A 10 wt% cyclohexanone solution was prepared for (Example 1), (Example 2), (Example 3), (Example 4), and (Example 5). This solution was applied onto the substrate by the bar coating method. A grid tape peeling test (JIS K 5400) was carried out on a coating film that had been dried at 80 ° C. for 3 minutes and cooled to room temperature. The evaluation results are shown in Table 1. Even when the drying time was 120 ° C., the same result was obtained in Example 1.

(Test) Evaluation of Solubility Solubility in each reagent using (Example 1), (Example 2), (Example 3), (Example 4), and (Example 5) prepared above. The test was performed. 1.0 g of each of (Example 1), (Example 2), (Example 3), (Example 4), and (Example 5) was mixed with 1.0 g of each reagent, and ultrasonic waves were used for 20 minutes. Processing was performed. The presence or absence of dissolution was visually confirmed. If there was no undissolved residue, it was judged to be completely dissolved, and if there was any undissolved residue, it was judged to be insoluble and ×. The results are shown in Table 2.
The reagents used are shown below.
Toluene Tetrahydrofuran Cyclohexanone Ethyl acetate N-Butyl acrylate Epoxy resin (YD-128) (manufactured by Nippon Steel & Sumikin Chemical Co., Ltd.)
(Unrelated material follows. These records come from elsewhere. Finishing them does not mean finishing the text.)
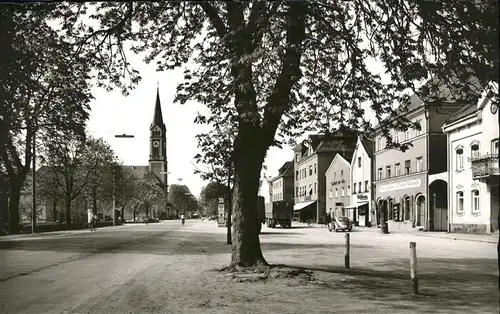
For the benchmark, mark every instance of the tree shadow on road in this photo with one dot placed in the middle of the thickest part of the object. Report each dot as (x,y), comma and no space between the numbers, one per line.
(445,285)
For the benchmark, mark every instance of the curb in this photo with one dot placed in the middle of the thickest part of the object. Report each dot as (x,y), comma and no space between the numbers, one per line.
(457,239)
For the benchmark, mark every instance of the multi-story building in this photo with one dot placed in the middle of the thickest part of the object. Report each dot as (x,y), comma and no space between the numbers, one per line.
(411,186)
(338,188)
(282,185)
(473,167)
(361,178)
(312,158)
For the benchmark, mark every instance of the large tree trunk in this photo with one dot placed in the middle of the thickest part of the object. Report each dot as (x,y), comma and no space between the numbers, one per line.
(68,209)
(14,199)
(248,160)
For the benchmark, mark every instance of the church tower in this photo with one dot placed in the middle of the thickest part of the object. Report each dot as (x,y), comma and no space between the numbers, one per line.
(158,145)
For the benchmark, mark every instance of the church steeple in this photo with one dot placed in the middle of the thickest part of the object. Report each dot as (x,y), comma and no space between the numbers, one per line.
(158,116)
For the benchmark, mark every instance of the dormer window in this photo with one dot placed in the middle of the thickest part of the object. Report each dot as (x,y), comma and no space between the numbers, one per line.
(459,158)
(474,150)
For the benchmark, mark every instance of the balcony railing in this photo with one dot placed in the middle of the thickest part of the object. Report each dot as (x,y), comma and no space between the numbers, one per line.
(485,166)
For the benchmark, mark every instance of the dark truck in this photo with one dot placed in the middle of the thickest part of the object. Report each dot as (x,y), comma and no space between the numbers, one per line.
(261,215)
(279,213)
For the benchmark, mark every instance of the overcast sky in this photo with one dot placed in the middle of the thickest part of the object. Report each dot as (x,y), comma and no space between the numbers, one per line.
(112,113)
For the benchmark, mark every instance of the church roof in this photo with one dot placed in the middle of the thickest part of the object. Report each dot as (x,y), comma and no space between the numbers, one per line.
(158,116)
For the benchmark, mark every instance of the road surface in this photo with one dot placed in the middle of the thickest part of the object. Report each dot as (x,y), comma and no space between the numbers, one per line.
(169,268)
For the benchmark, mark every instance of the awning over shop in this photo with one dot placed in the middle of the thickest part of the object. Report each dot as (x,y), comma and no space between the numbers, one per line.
(301,206)
(356,206)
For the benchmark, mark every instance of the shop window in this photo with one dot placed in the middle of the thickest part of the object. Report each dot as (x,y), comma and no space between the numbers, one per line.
(397,169)
(460,201)
(420,164)
(494,148)
(475,201)
(474,151)
(407,166)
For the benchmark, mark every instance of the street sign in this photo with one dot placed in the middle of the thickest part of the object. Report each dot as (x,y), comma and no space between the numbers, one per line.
(221,217)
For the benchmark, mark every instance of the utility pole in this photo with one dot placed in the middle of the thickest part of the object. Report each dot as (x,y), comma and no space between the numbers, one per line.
(33,210)
(229,206)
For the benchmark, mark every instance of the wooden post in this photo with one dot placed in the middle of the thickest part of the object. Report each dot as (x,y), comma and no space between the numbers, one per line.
(347,249)
(413,267)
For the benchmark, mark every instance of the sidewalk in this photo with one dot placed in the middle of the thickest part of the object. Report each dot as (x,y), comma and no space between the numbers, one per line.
(487,238)
(47,234)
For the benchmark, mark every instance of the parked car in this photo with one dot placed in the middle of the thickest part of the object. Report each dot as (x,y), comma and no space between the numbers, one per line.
(340,223)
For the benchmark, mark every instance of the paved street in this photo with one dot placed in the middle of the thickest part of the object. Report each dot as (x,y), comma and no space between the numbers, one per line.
(169,268)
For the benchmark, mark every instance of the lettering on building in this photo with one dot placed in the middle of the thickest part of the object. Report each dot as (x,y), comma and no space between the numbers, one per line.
(400,186)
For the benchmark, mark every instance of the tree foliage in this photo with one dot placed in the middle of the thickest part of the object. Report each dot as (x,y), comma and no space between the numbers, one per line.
(276,69)
(182,199)
(44,89)
(75,165)
(209,197)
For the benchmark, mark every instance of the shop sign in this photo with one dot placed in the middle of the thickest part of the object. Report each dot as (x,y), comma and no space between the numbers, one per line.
(400,186)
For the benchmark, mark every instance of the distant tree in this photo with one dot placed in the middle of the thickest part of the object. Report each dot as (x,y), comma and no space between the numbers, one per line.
(44,88)
(275,69)
(209,197)
(182,199)
(75,164)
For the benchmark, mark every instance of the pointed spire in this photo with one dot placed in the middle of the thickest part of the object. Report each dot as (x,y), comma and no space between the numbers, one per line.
(158,117)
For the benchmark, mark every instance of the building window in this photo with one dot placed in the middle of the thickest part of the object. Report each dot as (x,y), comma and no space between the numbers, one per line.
(474,151)
(460,201)
(397,169)
(460,158)
(494,147)
(420,164)
(419,122)
(475,201)
(380,143)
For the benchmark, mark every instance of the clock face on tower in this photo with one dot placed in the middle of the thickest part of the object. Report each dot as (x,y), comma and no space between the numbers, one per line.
(494,108)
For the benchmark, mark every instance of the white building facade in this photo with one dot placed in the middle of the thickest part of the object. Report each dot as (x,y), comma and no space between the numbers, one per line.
(361,182)
(473,167)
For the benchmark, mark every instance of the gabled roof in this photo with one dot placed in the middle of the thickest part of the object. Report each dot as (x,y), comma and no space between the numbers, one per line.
(368,145)
(462,113)
(284,170)
(338,157)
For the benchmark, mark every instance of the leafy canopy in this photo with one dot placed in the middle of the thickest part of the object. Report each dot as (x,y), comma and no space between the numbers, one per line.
(300,66)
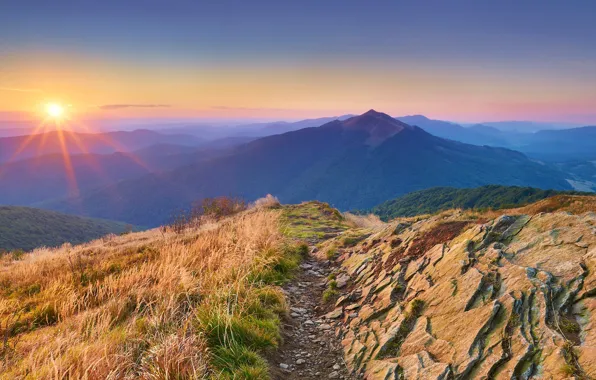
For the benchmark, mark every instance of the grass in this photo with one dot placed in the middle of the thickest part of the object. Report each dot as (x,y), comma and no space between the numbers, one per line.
(411,315)
(312,221)
(28,228)
(204,303)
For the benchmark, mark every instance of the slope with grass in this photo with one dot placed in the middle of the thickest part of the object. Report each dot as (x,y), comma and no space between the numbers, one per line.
(28,228)
(444,198)
(354,163)
(469,294)
(157,304)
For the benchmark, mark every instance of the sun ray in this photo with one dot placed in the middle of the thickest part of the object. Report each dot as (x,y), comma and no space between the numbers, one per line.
(70,174)
(118,147)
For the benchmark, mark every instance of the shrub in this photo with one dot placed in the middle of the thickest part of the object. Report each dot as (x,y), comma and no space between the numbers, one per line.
(331,253)
(269,201)
(17,254)
(217,207)
(329,295)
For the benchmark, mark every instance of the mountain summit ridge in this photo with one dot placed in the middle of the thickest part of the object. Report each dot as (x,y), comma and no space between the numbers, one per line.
(380,126)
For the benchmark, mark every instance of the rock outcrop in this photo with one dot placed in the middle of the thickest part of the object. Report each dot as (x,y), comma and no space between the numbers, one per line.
(454,296)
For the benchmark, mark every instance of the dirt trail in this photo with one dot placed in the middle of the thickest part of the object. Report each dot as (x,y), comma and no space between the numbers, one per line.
(311,349)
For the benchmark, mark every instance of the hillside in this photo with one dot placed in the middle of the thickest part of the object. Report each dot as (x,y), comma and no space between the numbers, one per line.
(28,228)
(461,294)
(469,295)
(436,199)
(355,163)
(202,302)
(22,147)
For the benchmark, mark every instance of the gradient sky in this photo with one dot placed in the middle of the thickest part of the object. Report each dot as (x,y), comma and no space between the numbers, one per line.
(456,60)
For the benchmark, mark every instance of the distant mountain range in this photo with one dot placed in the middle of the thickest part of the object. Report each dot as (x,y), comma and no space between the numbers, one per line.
(22,147)
(33,181)
(355,163)
(28,228)
(429,201)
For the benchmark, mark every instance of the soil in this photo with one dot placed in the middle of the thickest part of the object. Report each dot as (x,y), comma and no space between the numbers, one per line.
(311,349)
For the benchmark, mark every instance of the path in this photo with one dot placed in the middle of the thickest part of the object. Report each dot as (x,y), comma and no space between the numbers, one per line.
(310,349)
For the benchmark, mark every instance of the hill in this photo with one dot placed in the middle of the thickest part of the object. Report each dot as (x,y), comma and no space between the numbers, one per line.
(22,147)
(355,163)
(198,303)
(28,228)
(436,199)
(461,294)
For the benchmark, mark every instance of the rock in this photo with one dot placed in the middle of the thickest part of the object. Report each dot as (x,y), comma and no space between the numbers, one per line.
(469,287)
(342,281)
(340,300)
(335,313)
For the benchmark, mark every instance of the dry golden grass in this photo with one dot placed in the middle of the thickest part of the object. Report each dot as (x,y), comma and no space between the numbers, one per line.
(363,221)
(151,305)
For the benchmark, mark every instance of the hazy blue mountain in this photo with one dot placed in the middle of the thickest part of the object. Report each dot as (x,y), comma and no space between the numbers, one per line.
(436,199)
(563,145)
(23,147)
(355,163)
(28,228)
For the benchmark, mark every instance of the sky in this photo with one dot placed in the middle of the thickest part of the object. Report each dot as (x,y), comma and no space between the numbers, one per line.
(466,61)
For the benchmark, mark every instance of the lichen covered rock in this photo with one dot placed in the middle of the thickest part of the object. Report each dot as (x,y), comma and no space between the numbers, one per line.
(455,296)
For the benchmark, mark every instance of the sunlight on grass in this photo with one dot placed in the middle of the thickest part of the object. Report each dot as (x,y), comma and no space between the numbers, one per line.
(204,303)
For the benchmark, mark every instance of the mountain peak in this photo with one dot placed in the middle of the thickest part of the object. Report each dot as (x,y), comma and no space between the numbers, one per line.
(378,125)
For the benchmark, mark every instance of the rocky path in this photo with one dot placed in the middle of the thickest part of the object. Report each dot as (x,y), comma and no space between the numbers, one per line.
(311,349)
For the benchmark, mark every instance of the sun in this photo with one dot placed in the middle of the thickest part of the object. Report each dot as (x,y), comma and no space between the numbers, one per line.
(55,111)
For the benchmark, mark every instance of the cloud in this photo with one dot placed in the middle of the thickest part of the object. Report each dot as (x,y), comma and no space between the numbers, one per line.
(15,89)
(249,108)
(120,106)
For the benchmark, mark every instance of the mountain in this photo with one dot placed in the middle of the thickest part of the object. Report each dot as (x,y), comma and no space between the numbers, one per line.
(526,126)
(355,163)
(33,181)
(477,134)
(457,295)
(22,147)
(250,130)
(28,228)
(435,199)
(563,145)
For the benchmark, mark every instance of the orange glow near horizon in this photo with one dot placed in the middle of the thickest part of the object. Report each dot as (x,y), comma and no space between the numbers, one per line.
(296,90)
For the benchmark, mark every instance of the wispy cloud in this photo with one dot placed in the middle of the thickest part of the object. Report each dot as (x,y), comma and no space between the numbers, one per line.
(120,106)
(16,89)
(249,108)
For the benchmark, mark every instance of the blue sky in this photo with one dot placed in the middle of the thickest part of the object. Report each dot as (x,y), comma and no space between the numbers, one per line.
(494,48)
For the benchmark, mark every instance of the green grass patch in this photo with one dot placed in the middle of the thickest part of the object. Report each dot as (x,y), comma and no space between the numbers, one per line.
(312,221)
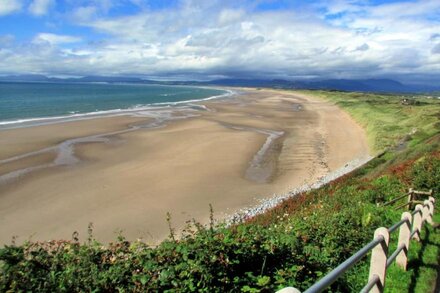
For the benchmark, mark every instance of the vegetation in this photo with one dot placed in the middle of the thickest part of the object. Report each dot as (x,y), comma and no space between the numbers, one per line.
(293,244)
(386,119)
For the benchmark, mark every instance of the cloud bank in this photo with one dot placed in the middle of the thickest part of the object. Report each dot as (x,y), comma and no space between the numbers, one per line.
(212,39)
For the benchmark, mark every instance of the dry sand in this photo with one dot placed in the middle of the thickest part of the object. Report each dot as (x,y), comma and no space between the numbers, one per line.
(132,180)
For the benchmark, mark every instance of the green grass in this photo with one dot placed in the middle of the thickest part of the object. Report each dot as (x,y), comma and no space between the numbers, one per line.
(423,265)
(293,244)
(385,119)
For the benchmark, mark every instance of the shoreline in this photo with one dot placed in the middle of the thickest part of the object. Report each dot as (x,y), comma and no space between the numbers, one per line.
(230,153)
(40,121)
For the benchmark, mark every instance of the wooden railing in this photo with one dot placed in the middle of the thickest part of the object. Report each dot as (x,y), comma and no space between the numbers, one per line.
(410,227)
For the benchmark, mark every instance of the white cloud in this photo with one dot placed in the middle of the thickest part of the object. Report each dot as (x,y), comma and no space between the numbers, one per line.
(10,6)
(54,39)
(215,39)
(40,7)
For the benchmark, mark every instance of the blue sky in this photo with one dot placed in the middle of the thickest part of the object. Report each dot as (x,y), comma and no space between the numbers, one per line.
(199,39)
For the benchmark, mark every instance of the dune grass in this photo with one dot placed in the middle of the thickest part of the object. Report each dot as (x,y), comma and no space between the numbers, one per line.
(384,117)
(293,244)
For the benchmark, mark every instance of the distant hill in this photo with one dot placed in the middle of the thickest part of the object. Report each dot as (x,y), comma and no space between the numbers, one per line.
(363,85)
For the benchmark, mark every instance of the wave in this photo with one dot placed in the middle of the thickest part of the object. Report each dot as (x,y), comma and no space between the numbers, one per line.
(74,115)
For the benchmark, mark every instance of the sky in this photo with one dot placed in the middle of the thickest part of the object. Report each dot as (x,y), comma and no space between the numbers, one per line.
(211,39)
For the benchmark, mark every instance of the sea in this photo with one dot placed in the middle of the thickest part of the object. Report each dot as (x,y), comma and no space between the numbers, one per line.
(23,104)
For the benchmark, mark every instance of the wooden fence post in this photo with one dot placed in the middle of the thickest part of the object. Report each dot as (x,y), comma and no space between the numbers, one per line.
(431,207)
(417,223)
(410,198)
(378,263)
(426,215)
(404,237)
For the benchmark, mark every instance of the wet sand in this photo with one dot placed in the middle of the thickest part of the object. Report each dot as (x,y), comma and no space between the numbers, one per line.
(129,172)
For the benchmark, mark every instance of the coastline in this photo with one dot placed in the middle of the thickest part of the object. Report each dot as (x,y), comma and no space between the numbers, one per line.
(190,159)
(39,121)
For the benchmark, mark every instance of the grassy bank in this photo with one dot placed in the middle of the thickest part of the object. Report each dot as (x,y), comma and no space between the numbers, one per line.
(294,244)
(386,119)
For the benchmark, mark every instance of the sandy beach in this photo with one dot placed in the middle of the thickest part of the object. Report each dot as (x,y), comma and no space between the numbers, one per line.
(125,173)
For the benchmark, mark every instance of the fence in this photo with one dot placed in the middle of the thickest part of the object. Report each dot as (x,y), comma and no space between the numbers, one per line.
(410,227)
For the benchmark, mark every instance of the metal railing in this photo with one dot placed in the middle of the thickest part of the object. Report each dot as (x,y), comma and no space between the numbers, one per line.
(409,227)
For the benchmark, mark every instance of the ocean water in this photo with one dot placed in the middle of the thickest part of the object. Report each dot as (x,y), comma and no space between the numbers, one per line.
(25,103)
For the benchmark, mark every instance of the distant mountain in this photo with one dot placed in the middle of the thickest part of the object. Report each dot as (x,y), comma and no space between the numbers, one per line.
(42,78)
(363,85)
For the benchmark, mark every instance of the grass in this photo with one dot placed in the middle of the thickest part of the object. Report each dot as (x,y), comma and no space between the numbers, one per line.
(293,244)
(385,119)
(423,265)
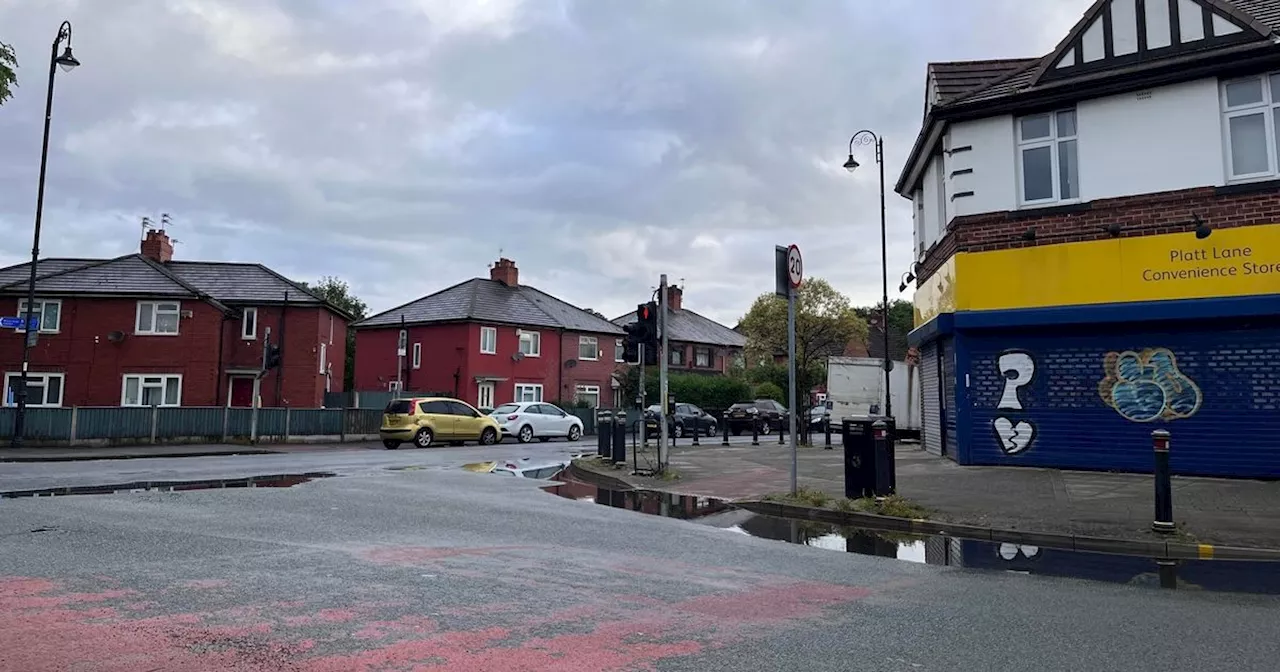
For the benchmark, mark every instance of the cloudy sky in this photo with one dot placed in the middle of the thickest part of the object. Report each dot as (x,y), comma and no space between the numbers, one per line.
(402,145)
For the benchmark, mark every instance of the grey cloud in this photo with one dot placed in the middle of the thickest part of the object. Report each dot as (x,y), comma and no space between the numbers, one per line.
(402,144)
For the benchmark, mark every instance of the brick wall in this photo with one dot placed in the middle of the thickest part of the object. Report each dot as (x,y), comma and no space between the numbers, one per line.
(1138,215)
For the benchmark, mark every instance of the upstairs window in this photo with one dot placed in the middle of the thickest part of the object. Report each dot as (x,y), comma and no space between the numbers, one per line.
(1047,159)
(1252,113)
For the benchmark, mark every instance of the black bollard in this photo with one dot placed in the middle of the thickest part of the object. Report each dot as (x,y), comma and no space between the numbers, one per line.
(1164,521)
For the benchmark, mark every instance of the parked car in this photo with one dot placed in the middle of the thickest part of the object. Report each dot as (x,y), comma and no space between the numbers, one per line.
(682,423)
(767,411)
(536,420)
(425,420)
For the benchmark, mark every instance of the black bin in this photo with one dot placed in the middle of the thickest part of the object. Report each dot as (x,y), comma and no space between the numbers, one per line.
(868,474)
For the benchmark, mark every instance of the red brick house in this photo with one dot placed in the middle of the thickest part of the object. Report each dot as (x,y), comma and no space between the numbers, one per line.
(696,344)
(144,329)
(490,342)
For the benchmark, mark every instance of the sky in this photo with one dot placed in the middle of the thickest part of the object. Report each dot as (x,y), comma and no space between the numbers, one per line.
(403,145)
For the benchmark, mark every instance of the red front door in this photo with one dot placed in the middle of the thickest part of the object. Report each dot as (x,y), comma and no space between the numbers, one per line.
(242,392)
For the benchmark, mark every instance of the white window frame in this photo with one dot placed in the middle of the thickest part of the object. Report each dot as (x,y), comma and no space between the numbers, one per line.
(42,302)
(10,376)
(1054,142)
(588,389)
(535,342)
(1267,108)
(583,341)
(492,333)
(248,327)
(154,306)
(142,383)
(536,388)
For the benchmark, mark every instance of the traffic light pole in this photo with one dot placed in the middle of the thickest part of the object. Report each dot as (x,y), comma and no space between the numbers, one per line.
(663,447)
From the test results, it can be seen that the adhesive composition of the present invention is excellent in adhesiveness and solubility in various solvents and resins.

Claims (9)

Equation (I)
Y-N (Ar) (R) Equation (I)
(During the ceremony,
Ar represents an aryl group of C6 to C14 having an unsubstituted or substituent or a C6 to C10 aryl C1 to C3 alkyl group having an unsubstituted or substituent.
R is an alkyl group of C1 to C6 having an unsubstituted or substituent, a C3 to C6 cycloalkyl group having an unsubstituted or substituent, an aryl group of C6 to C14 having an unsubstituted or substituent, or an unsubstituted group. Or represents a C6-C10 aryl C1-C3 alkyl group having a substituent.
Y represents a polymerizable functional group.
Here, the substituent on Ar and the substituent on R may be combined to form a divalent organic group. )
An adhesive composition containing a copolymer having a repeating unit derived from a polymerizable compound represented by (3) and a repeating unit derived from at least one polymerizable compound selected from (meth) acrylic acid ester and (meth) acrylamide. The adhesive composition according to claim 1, wherein in the formula (I), Y is an acryloyl group or a methacryloyl group. The adhesive composition according to claim 1 or 2, further comprising a binder resin. The adhesive composition according to any one of claims 1 to 3, wherein the adhesive composition is an adhesive composition of a plastic base material. The adhesive composition according to claim 4, wherein the plastic base material is a polyolefin resin base material. The adhesive composition according to claim 4, wherein the plastic base material is a cycloolefin resin base material. The adhesive composition according to claim 4, wherein the adhesive composition is a coating agent. The adhesive composition according to claim 7, wherein the coating agent is a primer. The adhesive composition according to claim 4, wherein the adhesive composition is an adhesive.